Front page continuation (51) Int.Cl. ⁷ identification code FI C01B 23/00 C01B 23/00 Q B01D 53/36 Z B01J 23/74 321M (58) Fields investigated (Int.Cl. ⁷ , DB name) B01D 53/04 C01B 23/00

Claims (3)

(57) [Claims] 1. A method for purifying an inert gas containing carbon dioxide as an impurity and at least one selected from oxygen, carbon monoxide, hydrogen and water.

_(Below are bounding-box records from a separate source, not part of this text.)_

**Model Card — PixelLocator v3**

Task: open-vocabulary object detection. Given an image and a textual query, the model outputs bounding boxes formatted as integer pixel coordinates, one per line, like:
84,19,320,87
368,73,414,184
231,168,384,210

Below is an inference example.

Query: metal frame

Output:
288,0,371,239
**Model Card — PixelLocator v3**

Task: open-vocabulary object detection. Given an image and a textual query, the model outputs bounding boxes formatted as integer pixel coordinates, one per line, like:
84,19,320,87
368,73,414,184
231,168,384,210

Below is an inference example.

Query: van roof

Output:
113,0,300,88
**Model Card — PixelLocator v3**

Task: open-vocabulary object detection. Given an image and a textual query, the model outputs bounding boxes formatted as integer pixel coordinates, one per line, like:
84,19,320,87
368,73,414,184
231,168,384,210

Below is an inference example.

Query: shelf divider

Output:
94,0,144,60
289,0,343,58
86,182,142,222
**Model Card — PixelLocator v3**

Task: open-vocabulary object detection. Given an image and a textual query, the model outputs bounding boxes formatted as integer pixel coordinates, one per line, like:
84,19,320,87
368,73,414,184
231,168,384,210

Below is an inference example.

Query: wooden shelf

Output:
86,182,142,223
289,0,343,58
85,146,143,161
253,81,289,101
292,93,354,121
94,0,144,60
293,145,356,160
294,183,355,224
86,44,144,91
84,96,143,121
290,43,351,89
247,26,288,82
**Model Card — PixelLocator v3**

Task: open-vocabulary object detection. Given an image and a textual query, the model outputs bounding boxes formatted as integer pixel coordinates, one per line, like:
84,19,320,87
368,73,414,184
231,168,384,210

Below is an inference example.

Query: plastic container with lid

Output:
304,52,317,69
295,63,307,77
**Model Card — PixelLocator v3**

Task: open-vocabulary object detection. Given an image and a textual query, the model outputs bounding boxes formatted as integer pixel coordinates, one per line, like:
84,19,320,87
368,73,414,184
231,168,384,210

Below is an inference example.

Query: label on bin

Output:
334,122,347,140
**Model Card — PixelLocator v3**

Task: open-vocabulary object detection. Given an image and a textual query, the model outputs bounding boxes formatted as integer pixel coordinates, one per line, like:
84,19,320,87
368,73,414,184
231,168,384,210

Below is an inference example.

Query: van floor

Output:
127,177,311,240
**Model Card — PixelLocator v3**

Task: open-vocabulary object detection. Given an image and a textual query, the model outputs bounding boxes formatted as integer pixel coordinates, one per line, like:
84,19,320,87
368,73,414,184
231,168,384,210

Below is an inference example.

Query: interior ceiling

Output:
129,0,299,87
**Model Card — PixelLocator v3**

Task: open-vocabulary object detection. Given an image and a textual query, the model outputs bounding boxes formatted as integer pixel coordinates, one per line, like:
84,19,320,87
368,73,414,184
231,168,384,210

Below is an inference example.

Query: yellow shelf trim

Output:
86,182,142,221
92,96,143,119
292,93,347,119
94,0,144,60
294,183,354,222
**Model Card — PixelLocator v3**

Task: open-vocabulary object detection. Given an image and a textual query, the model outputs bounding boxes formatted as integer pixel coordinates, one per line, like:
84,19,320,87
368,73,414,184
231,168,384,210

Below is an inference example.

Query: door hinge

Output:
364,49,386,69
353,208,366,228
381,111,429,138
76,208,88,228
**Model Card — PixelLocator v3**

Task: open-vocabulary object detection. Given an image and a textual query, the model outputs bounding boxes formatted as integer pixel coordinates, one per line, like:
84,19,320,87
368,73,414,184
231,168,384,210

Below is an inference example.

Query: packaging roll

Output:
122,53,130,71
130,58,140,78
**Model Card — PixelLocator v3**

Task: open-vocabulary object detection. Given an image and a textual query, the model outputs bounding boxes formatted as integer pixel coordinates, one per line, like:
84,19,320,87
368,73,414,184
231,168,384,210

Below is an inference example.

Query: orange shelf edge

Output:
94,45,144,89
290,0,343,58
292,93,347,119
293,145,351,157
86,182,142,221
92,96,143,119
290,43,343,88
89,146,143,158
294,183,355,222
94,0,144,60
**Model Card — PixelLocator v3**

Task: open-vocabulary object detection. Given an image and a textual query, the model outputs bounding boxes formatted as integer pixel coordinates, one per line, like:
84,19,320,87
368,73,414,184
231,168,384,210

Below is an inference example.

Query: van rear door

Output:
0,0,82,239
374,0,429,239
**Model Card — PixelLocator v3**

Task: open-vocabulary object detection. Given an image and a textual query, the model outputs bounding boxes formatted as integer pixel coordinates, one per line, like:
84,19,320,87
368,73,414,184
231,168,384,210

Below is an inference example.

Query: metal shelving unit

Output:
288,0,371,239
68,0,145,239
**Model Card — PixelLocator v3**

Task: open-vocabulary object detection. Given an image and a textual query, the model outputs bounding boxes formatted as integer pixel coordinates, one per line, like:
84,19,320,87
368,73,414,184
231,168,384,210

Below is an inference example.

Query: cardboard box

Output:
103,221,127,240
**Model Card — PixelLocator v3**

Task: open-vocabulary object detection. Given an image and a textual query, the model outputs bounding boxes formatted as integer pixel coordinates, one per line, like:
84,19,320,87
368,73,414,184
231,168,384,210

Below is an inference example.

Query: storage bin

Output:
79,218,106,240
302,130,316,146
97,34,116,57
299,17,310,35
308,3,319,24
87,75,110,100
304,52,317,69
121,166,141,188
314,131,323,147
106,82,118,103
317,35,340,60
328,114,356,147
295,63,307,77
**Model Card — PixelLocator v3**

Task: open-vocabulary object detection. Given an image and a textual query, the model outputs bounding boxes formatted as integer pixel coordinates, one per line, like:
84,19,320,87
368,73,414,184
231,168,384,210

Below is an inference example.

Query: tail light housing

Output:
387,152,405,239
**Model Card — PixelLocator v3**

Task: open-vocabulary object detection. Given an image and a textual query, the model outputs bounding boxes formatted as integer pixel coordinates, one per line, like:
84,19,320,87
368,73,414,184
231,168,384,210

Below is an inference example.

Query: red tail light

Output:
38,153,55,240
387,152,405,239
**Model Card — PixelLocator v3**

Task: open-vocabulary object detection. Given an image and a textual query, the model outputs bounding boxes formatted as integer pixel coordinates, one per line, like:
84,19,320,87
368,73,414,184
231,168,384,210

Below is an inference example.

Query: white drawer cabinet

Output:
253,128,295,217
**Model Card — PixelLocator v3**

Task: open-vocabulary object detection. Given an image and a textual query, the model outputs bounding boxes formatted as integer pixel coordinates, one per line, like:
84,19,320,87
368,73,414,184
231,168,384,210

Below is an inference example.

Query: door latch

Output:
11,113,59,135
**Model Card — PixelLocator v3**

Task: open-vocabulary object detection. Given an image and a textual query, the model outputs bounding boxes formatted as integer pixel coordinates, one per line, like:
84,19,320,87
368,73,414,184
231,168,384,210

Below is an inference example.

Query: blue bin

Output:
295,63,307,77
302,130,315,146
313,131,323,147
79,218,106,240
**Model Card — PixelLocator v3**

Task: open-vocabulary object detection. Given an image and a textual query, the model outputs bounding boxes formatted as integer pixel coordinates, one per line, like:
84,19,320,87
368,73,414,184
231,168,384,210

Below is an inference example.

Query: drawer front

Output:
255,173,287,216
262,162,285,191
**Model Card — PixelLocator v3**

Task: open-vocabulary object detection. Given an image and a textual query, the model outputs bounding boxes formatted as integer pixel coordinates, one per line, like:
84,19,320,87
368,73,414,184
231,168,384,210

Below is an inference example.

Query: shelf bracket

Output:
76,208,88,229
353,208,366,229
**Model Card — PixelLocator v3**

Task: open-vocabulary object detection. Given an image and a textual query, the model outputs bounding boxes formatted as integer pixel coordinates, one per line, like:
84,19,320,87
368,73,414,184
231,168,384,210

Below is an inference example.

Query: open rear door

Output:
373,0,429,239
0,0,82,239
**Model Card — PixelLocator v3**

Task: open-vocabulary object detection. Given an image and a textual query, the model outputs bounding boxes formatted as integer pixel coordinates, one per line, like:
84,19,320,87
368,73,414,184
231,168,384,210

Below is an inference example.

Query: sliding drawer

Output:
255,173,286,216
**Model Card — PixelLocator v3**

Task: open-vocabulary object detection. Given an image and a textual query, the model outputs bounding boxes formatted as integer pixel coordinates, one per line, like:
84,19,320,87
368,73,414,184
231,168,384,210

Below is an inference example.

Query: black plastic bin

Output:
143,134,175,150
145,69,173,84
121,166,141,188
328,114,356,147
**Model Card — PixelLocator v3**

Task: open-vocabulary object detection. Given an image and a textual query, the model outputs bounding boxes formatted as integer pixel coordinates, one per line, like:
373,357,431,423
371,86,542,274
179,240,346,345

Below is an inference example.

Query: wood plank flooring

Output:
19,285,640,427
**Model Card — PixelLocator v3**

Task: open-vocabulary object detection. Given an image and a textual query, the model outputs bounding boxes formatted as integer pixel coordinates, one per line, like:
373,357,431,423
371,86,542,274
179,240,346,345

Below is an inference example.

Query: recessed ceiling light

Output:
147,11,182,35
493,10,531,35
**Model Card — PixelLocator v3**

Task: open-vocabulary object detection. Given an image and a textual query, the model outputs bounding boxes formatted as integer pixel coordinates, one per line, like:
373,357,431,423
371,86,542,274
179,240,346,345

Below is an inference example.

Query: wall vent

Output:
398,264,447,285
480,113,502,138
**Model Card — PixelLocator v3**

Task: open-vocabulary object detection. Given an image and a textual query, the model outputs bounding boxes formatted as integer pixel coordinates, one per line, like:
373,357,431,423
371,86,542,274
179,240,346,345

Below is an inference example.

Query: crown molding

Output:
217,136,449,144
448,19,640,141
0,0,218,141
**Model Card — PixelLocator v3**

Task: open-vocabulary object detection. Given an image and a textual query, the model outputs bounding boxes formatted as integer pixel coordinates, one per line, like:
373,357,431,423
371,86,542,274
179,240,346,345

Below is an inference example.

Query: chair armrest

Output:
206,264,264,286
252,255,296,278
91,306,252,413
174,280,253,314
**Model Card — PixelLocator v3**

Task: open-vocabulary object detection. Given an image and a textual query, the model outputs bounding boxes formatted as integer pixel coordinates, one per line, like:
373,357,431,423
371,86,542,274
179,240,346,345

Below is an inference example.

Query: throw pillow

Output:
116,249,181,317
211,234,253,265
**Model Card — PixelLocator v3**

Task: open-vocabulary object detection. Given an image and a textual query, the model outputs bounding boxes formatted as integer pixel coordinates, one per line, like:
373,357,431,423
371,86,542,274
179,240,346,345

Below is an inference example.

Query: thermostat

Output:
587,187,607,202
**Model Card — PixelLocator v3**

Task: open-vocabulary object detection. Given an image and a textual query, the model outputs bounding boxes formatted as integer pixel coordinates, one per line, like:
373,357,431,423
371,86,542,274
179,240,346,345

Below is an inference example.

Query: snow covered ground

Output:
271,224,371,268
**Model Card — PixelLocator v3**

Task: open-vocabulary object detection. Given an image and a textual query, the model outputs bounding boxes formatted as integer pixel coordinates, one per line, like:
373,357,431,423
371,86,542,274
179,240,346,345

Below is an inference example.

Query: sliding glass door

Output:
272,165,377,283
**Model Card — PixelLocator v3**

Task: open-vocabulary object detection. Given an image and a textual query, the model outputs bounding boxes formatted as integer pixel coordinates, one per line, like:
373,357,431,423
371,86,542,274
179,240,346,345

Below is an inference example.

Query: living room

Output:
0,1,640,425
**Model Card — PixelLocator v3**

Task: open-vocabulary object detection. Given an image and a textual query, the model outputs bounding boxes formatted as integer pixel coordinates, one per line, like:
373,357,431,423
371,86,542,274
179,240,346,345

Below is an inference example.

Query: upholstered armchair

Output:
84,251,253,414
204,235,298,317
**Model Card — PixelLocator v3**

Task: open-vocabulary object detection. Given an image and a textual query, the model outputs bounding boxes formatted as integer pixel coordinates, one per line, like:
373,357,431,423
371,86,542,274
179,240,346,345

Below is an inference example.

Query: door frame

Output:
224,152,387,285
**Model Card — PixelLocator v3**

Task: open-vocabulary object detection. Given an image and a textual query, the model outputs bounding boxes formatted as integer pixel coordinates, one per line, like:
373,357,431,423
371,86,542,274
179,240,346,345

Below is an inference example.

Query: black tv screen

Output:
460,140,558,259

With an adsorbent mainly composed of zinc oxide, nickel or copper
Catalyst as active ingredient, synthetic zeolite, silica gel or
A method for purifying an inert gas, which comprises sequentially contacting with an adsorbent containing calcium chloride as a main component . 2. The inert gas is nitrogen, argon, helium,
The method according to claim 1, which is xenon, krypton, neon, or a mixed gas thereof. 3. A refining apparatus for an inert gas containing carbon dioxide as an impurity and at least one selected from oxygen, carbon monoxide, hydrogen and water, which is sequentially provided from the gas inlet side to the gas outlet side. Purification of at least two series in which an adsorbent containing zinc oxide as a main component, a catalyst containing nickel or copper as an active ingredient, a synthetic zeolite , an adsorbent containing silica gel or calcium chloride as a main component is filled and a heater is provided. An apparatus for purifying an inert gas, comprising a cylinder, wherein a hydrogen gas supply pipe for catalyst regeneration is connected to a gas outlet side pipe of the purification cylinder.